Las barbas del vecino
Emilio García Méndez
El escándalo desatado en Brasil por los casos de corrupción que involucran a
altos funcionarios del gobierno del PT no parece detenerse todavía. Muchas
sorpresas puede aún depararnos este proceso político, incluso antes que se
transforme plenamente en judicial.
Por lo pronto, dos conclusiones preliminares pueden extraerse del mismo. La
primera es que ningún país de la región puede sentirse ajeno o exento frente a la
posibilidad de un destino semejante. La segunda, es que cualquier análisis que
ayude a desentrañar, las causas profundas de este fenómeno, contribuirá con
seguridad al urgente y necesario fortalecimiento de nuestra democracia.
Una causa profunda es también, por definición, una causa oculta que no se
deja aprehender fácilmente. Pero los objetos debajo del agua aparecen deformados
solo para quienes carecen de los más elementales conocimientos de óptica. La
"óptica" en este caso, exige trascender el inmediatismo y el sentido común. Para
una visión cínica o superficial, la debilidad de la base parlamentaria del
gobierno Lula constituyó la causa inmediata del problema. Si así fuera, los
sobornos y "sobresueldos" a parlamentarios jamás hubieran existido durante un
gobierno como el de Menem, quien durante sus dos periodos de gobierno gozó de una
base impresionante de sustentación en el poder legislativo que le proporcionaba
la amplia mayoría de su partido, el peronismo. Decenas de procesos por corrupción
durante ese periodo corren hoy en la justicia argentina.
El diputado Roberto Jefferson, un viejo zorro de la política brasilera con
más de veinte años ininterrumpidos de mandatos populares, quien desato el
escándalo con sus denuncias, ofrece en una entrevista reciente, una pista
extraordinaria para entender la situación. Preguntado por las causas de la
corrupción en el caso de un partido como el PT, su respuesta fue tan simple
cuanto contundente. "El PT abandonó un proyecto político y adhirió solo a un
proyecto de poder", no dudó en responder.
No desconozco que miles pueden ser los motivos, desde los más nobles a los
más abyectos, que justifiquen un proyecto de poder.
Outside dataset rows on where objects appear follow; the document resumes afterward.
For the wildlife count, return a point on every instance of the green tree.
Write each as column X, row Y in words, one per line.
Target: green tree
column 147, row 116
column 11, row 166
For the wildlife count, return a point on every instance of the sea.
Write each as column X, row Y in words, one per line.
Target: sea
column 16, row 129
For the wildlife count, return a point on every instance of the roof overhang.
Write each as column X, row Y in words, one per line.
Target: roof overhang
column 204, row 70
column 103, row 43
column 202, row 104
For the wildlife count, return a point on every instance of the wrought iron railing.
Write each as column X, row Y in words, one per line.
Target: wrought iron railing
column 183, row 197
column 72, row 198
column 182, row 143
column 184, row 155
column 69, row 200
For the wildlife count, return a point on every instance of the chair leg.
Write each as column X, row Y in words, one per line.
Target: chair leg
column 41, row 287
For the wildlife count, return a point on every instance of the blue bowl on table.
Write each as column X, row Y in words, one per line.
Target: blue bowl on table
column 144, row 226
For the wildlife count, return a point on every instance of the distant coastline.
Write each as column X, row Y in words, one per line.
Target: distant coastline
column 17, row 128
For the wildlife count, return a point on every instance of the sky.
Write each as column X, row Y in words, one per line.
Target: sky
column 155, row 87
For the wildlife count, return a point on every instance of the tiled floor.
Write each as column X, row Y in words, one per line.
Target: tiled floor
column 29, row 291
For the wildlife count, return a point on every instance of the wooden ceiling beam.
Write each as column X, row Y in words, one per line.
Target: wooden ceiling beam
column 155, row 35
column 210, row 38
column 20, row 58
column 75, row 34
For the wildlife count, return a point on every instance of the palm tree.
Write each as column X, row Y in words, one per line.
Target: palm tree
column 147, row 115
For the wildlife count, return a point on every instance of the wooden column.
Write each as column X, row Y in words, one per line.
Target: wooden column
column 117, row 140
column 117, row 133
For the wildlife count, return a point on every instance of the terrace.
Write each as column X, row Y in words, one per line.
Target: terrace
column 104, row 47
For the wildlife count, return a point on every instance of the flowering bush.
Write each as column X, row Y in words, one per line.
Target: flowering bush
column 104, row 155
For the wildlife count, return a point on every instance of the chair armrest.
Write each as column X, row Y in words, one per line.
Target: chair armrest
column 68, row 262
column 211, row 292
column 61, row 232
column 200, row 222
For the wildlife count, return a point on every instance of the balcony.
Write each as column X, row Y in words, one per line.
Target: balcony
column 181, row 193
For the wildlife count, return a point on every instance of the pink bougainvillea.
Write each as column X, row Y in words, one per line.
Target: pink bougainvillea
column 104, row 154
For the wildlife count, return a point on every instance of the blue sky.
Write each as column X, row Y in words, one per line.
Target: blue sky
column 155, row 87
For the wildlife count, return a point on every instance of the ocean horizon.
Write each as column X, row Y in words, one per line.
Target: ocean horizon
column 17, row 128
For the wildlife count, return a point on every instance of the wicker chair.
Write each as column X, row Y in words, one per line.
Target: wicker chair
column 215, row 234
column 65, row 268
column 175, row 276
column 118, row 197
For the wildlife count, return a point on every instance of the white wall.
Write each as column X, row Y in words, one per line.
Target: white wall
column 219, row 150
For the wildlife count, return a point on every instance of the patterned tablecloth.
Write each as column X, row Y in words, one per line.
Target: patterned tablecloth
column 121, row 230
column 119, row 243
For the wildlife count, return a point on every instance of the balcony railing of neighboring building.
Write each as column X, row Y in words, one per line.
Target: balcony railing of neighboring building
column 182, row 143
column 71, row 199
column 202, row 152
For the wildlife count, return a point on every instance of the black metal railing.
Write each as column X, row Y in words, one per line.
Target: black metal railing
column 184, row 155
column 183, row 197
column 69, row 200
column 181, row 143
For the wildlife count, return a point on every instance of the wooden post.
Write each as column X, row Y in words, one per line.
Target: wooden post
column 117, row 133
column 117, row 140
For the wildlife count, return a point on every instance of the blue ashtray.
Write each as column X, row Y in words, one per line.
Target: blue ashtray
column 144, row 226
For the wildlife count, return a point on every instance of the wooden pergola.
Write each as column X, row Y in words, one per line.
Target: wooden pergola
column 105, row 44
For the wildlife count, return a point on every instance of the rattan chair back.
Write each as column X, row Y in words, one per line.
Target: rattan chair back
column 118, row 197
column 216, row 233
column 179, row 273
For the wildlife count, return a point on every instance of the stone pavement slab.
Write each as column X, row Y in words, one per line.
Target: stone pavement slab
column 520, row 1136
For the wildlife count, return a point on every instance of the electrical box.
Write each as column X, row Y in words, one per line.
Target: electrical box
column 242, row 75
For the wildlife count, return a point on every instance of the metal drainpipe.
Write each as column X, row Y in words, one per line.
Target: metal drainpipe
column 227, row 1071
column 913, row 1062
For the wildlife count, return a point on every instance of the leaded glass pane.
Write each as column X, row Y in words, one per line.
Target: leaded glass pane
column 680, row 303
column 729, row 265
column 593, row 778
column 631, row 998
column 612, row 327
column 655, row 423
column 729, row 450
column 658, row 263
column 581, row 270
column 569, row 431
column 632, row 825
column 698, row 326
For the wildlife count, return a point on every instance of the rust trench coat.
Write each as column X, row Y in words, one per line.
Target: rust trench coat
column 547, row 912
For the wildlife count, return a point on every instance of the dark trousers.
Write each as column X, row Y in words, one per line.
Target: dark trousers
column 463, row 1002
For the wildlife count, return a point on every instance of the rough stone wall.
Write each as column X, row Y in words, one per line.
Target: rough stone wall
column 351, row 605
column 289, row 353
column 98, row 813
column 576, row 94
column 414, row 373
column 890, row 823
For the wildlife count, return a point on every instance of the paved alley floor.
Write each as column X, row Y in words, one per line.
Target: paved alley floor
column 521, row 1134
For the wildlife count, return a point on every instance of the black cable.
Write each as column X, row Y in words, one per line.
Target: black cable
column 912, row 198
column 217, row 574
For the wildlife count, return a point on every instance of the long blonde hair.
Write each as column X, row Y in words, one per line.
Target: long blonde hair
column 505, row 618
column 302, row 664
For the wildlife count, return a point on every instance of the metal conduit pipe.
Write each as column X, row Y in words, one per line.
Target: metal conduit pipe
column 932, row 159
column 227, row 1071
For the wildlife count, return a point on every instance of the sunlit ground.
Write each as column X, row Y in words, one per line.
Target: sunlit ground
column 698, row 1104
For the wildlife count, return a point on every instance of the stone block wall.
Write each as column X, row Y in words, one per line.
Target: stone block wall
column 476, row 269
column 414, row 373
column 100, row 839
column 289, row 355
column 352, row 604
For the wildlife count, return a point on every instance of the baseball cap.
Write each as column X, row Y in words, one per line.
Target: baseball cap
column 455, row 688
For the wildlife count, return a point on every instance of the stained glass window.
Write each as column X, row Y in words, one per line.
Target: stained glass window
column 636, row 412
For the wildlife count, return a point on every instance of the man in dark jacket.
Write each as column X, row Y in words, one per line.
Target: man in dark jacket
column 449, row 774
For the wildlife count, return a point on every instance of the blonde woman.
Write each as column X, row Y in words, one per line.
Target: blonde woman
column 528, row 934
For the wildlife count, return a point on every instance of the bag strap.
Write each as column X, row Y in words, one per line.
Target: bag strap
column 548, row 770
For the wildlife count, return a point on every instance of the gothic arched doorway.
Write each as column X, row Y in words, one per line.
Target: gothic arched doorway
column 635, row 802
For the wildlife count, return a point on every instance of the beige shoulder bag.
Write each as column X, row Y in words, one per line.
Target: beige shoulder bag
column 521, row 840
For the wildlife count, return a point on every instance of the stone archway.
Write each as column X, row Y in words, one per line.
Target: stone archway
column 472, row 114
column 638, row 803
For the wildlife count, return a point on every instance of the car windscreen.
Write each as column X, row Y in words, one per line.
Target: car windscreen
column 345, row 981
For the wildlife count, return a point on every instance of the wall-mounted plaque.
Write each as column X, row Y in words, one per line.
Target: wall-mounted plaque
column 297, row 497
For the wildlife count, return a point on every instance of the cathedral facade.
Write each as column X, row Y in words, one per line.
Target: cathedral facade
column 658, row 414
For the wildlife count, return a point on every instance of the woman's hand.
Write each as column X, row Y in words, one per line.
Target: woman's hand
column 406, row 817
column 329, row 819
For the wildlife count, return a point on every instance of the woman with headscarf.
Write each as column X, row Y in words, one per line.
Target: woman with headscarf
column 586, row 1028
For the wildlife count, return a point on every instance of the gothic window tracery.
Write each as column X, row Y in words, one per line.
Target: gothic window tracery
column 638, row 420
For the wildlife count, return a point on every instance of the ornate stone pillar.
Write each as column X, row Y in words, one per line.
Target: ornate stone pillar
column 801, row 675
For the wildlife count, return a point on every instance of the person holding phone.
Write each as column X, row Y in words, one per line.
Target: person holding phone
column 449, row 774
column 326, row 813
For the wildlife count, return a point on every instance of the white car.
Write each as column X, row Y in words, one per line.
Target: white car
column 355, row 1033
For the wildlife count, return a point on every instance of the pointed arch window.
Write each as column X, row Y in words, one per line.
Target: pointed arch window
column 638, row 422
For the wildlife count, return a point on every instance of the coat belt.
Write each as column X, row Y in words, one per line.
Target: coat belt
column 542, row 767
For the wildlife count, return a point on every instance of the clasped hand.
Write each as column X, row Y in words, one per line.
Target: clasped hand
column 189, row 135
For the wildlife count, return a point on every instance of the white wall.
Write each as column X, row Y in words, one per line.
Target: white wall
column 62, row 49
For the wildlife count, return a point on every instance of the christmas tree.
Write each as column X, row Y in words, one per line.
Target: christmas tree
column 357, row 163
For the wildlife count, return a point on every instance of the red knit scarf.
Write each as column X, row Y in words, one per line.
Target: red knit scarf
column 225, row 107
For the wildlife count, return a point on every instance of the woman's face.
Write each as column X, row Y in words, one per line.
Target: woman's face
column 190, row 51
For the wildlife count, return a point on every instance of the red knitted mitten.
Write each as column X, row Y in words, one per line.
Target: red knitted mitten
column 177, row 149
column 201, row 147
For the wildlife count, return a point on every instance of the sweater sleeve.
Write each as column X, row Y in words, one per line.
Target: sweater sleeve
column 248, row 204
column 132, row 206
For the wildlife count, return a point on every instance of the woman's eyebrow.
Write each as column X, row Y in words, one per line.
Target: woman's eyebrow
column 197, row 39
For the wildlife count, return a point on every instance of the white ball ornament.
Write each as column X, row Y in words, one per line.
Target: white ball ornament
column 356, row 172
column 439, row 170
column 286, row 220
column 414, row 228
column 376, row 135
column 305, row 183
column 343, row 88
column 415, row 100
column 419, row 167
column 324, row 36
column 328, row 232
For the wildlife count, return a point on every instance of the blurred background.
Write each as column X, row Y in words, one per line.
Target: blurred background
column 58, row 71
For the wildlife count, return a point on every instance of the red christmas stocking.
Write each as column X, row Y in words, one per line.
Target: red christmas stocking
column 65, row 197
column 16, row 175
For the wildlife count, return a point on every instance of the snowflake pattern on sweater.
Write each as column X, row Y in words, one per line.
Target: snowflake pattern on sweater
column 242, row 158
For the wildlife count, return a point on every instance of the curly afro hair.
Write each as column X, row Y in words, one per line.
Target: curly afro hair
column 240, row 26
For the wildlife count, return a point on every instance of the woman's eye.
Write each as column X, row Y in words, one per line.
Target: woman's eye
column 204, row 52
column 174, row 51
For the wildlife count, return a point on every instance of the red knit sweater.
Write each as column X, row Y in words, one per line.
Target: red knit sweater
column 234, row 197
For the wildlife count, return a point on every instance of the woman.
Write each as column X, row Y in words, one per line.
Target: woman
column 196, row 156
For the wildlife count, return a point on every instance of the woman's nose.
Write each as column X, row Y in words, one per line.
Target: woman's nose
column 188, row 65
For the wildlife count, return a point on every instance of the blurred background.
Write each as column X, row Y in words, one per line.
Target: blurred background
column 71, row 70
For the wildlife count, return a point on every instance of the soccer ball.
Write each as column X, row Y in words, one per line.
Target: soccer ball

Pero si la teoría del
"derrame económico", crecer primero para repartir después, mostró mil veces sus
falacias, todavía es necesario esforzarse para mostrar la falacia suicida de la
teoría del "derrame político": acumular poder a cualquier precio para usarlo a
favor del pueblo después.
En la mejor de las hipótesis, los "atajos" del PT, provocarán más temprano
que tarde la segura desintegración del mayor partido progresista de América
Latina. Aunque alquimias electorales y pactos de cúpula permitan mantener sus
pedazos unidos todavía por un tiempo, ya nada será como antes.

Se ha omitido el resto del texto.